My husband’s hands were shaking as he dialed the number. I guess you always have that little ray of hope deep within your heart that an awful mistake has been made. We did. As my husband spoke I could see his face change. His expression went from one of concern to one of anguish. I knew then it was our baby. As I sobbed and explained that it was JoAnna’s 20th birthday the officer took me in his arms to comfort me. His embrace was one of a father. An embrace that said I am sorry for your loss. As my husband hung up the phone the officer moved to embrace him with the same care. My husband and I will never forget this act of human kindness. It was the solace we needed to begin making all the “calls”. Calls to family and friends notifying them of the tragedy which had befallen our family and cut short the life of our youngest child.

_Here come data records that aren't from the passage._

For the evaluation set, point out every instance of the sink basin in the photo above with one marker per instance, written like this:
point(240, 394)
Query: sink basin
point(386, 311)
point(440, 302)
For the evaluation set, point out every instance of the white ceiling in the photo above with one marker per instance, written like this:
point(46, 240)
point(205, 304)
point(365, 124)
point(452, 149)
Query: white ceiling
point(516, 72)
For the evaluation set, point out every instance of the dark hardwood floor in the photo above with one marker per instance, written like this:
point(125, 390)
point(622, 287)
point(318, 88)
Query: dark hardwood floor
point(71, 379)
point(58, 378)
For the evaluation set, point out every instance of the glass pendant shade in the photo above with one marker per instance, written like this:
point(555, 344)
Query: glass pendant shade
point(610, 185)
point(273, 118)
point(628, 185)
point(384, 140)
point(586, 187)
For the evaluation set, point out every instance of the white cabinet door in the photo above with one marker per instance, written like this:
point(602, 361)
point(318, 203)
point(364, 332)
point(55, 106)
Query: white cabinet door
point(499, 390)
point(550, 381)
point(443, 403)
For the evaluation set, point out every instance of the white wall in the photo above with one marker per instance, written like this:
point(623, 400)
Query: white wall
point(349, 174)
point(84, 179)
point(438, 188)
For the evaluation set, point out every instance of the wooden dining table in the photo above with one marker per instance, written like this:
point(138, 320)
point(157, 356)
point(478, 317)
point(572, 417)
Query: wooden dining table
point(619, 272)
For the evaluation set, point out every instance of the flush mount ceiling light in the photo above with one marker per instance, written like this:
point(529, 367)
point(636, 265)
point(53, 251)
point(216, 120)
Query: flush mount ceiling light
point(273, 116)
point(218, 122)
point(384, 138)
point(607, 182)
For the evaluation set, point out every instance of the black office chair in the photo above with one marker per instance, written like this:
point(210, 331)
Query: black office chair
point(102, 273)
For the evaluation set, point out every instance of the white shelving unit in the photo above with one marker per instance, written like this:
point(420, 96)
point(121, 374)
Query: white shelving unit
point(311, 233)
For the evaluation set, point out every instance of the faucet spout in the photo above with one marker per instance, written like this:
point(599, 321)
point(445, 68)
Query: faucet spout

We used the paragraph from her English paper in the funeral program to comfort those still living. JoAnna was able to offer strength an encouragement to others through her own words by letting people know that she knew God had a plan and she was part of that plan.
There are 20 years of happiness, exhilaration and profound sadness that will forever be intertwined with each of us on the day that changed our lives forever. Twice. July 28th.